Will the five-judge panel accept his views? I would think so. The only one of the five who I think might not go along is Judge William Cramer, from out in Harney and Grant Counties (think Burns). He spent his bench career handling cases like the Portland police chief who shot his friend while out hunting, and the environmentalists who tried to stop a coyote hunt

Judge Cramer may or may not go with the flow. But the other four? I suspect they will concur with Judge Breithaupt's views. They are Judges Mary James from Salem, who threw out the Measure 37 property rights initiative; Katherine Tennyson from Portland, whose family law docket included the Jordan Schnitzer child visitation flap; Paula Brownhill from Astoria, who was a champion of children's issues (and presided at my wedding); and Richard Barron from Coos Bay, who handled the New Carissa shipwreck cleanup case and once threw out term limits in Douglas County. They will all do their best to apply the law fairly and impartially, but the odds of their finding fault with the maps seem long indeed.

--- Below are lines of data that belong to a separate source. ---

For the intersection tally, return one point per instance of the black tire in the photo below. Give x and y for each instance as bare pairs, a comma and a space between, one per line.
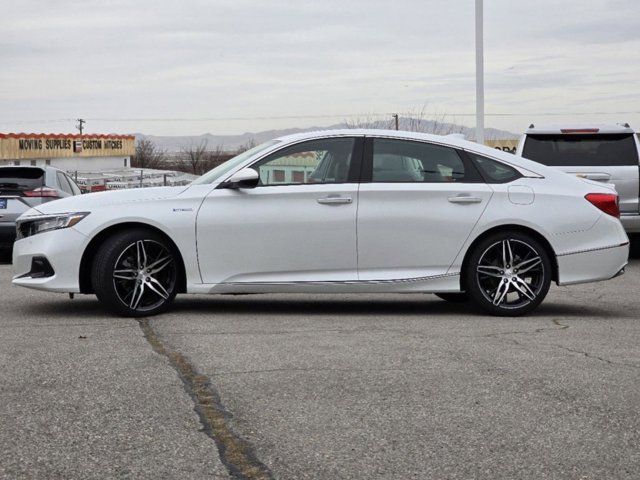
135, 273
454, 297
508, 274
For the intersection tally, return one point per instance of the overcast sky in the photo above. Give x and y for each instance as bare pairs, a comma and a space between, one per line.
239, 62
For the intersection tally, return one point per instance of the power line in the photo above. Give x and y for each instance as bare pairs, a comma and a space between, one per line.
318, 116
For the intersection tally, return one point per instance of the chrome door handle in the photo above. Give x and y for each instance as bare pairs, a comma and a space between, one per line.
334, 200
599, 177
464, 199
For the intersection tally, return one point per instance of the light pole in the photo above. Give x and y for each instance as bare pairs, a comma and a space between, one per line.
479, 75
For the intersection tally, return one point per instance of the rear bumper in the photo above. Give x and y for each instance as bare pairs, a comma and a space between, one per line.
592, 265
630, 222
7, 234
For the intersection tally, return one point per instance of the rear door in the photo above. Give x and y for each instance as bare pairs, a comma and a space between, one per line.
608, 158
417, 205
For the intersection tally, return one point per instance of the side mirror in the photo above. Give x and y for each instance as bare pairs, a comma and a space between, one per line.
245, 178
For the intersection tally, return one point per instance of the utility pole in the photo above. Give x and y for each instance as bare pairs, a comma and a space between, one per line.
479, 74
81, 122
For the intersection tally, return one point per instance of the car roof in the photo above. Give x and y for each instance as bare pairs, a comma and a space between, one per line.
577, 128
454, 141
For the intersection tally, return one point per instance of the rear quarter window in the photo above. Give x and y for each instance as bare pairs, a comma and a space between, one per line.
586, 150
493, 171
21, 178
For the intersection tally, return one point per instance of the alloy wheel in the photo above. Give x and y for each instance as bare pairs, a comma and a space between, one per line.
510, 274
144, 275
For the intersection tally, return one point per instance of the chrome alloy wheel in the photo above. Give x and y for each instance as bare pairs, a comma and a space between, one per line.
510, 274
144, 275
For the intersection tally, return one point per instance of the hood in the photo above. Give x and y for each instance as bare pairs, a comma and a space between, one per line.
91, 201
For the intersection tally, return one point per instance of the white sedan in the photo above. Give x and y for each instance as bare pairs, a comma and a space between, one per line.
334, 212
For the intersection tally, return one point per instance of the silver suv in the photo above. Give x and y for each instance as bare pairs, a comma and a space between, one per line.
605, 153
24, 187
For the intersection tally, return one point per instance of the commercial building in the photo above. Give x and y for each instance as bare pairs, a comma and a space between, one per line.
90, 152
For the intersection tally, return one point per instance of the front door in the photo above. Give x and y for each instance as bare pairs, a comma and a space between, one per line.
417, 210
297, 225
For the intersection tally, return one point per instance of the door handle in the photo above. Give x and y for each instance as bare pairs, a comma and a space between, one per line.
600, 177
334, 200
464, 199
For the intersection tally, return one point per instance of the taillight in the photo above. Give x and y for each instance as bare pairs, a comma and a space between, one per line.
42, 192
607, 202
579, 130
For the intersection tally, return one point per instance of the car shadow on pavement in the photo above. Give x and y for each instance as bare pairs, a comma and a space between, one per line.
191, 307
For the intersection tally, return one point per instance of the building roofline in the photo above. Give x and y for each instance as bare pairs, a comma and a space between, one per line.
68, 135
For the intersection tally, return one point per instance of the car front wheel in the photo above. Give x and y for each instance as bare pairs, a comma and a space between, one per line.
135, 273
508, 274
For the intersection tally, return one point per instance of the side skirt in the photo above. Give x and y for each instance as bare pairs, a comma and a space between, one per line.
449, 282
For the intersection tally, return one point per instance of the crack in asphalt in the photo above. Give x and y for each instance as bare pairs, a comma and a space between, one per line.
235, 453
596, 357
561, 326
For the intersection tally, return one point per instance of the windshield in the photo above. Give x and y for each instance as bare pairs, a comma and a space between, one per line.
221, 170
582, 150
21, 178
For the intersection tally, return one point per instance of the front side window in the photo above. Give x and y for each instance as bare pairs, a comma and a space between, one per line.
64, 184
410, 161
318, 161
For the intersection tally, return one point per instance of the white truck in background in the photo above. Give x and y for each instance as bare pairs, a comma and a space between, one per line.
605, 153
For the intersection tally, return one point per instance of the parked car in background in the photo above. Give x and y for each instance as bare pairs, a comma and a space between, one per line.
22, 188
346, 211
604, 153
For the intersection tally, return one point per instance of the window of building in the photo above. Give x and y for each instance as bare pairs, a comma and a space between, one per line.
64, 183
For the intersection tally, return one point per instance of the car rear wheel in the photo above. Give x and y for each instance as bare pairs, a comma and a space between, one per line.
508, 274
135, 273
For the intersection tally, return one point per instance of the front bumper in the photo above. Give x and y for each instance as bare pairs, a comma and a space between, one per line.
62, 248
7, 234
592, 265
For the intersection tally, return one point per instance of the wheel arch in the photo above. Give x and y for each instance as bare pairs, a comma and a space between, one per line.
512, 228
99, 238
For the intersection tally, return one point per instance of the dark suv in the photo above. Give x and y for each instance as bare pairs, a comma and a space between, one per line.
24, 187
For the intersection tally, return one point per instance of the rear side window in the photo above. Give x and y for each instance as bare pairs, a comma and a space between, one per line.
21, 178
494, 171
573, 150
409, 161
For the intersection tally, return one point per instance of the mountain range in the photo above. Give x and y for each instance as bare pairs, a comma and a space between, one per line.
176, 143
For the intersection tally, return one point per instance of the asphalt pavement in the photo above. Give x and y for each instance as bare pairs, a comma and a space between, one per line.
322, 387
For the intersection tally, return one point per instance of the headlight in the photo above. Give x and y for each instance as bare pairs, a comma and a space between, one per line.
28, 226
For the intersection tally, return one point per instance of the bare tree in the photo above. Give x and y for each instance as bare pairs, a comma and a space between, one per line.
148, 155
196, 156
246, 146
417, 120
215, 157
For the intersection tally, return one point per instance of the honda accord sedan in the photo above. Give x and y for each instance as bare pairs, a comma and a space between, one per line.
347, 211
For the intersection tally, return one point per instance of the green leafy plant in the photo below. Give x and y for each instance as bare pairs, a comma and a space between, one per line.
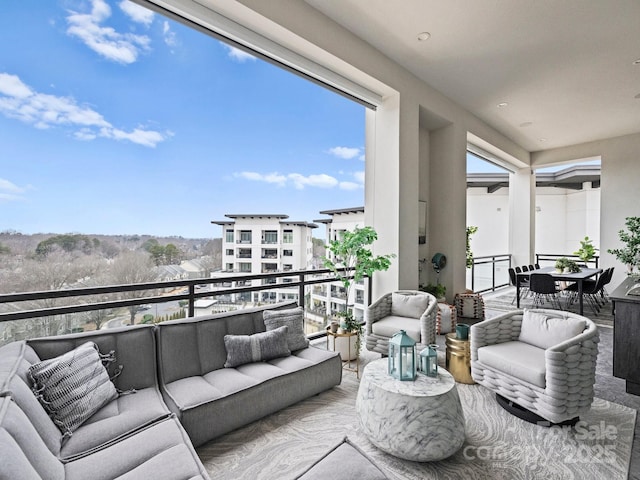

From them, the maps will go to the state supreme court, and the chances of judicial intervention there seem even skinnier. This week the justices upheld the City of Portland's landlord-tenant ordinances, which impose heavy financial burdens on certain landlords who want to evict people after increasing rents. Only one justice, Christopher Garrett, dissented, saying that the city had imposed rent control, which is forbidden by state law, and just put a different label on it. 

Oh well, at least the opponents got a dissent. When the city imposed its infernal $35-a-person head tax for the arts, they called it an income tax, and not a single judge in the entire state court system was willing to look through the city's phony label.

And so I think it's looking good for the Pinwheel. The Woodstock neighborhood of Portland is now one with Bend. Raleigh Hills is now one with Albany. It's all so logical, and innocent. Really.

Comments

  1. What’s the solution, when Ohio, Wisconsin, Michigan, NC, FL, and TX are being gerrymandered for the Trumpists to a much greater extent? Should blue state D’s forego gerrymandering because we can be sure that, once they have their 234-200 majority, the GOP will suddenly decide that partisan gerrymandering is bad and start drawing fair lines? If Manchinema wasn’t in charge, we could pass the “For the People Act” despite the GOP filibuster and outlaw partisan gerrymanders — which the Supreme Court has said is unobjectionable otherwise. Absent a national cease-fire in the gerrymandering wars, should D’s just disarm?